Une performance en demi-teinte
Nabil Ayouch avec son dernier film les « Cheveux de Dieu » signe une œuvre bouleversante et sincère mais peut-être un peu trop facile pour celui qu’on voudrait l’ultime représentant d’un cinéma marocain de qualité.
Ce film retrace le parcours de jeunes casablancais du bidonville de Sidi Moumen qui se retrouvent enrôlés par un groupuscule d’islamistes intégristes, afin de perpétrer les attentats du 16 mai 2003 à Casablanca.
Nabil Ayouch renoue avec ses premiers amours : la rue et la misère (Ali Zaoua). Dans la première partie, il dresse un portrait social d’un Maroc de la misère filmé avec une sincérité bouleversante. Rarement la misère, quelque soit sa provenance, n’aura été filmé avec autant de justesse et de subtilité. Cette charge émotionnelle que nous offre généreusement Ayouch est évidemment ce qu’il sait faire de mieux, en dépeignant avec intelligence la réalité sociale d’un Maroc peu connu.

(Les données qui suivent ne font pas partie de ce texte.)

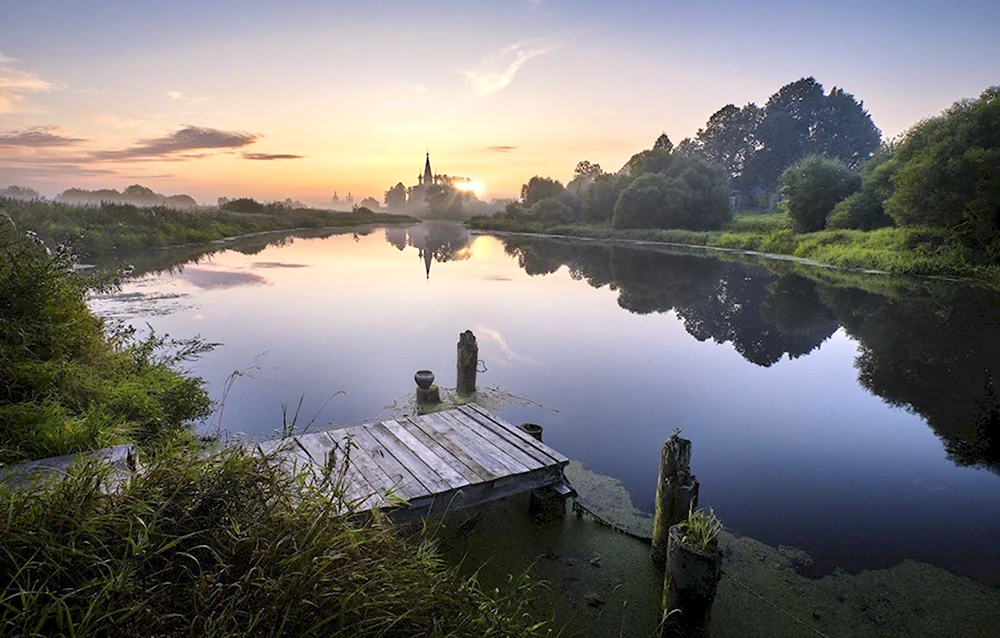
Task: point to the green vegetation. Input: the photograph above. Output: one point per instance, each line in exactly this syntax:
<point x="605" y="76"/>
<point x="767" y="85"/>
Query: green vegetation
<point x="66" y="383"/>
<point x="812" y="187"/>
<point x="928" y="204"/>
<point x="96" y="229"/>
<point x="700" y="530"/>
<point x="225" y="544"/>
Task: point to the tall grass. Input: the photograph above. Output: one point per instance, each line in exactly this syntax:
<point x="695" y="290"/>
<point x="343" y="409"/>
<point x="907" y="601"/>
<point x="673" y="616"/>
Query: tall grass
<point x="225" y="544"/>
<point x="68" y="381"/>
<point x="97" y="229"/>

Seulement, sous couvert de retracer le destin des terroristes casablancais, le réalisateur passe dans la deuxième partie du film à côté de ce que le film propose de plus intéressant. Que l’islamisme radical naît dans la misère, là où les populations sont les plus vulnérables, est un fait connu de tous. Ce que l’on déplore ici est la superficialité du traitement du processus d’enrôlement et de lobotomisation des jeunes casablancais. Certes, le réalisateur s’intéresse à ce processus mais le survole, comme quand un brillant élève bâcle son devoir. C’est d’autant plus décevant qu’on a l’impression que Ayouch fuit la complexité et la profondeur même de son film et fait preuve d’un simplisme assez déconcertant.
C’est là tout le paradoxe du film et le jeu de funambule auquel le réalisateur n’a pas su se prêter. Comment exprimer tant de sincérité sans s’engager et dénoncer ? Car même s’il s’avère parfaitement habile dans le genre de la fiction avec « Ali Zaoua » ou le documentaire sur le conflit israélo-palestinien avec l’excellent « My Land », Nabil Ayouch n’arrive pas à trouver le juste milieu qui aurait fait de ce film un chef d’œuvre. Dans la deuxième partie, on aurait aimé qu’il endosse sa casquette de réalisateur-reporter et dépeigne avec une objectivité de documentariste le processus d’embrigadement. Chose à laquelle il ne parvient malheureusement pas, prenant le sujet de son film trop à cœur.
Pour finir, il convient bien évidemment de se saluer la photographie du film et son casting. Il confirme en effet la règle que les acteurs ne sont bons que s’ils sont bien dirigés. En tant que marocain, on ne cesse de déplorer la qualité de nos acteurs. Ayouch prouve avec « Les Chevaux de Dieu » qu’avec des acteurs amateurs, on est capables d’offrir des performances absolument magiques et d’une sincérité folle.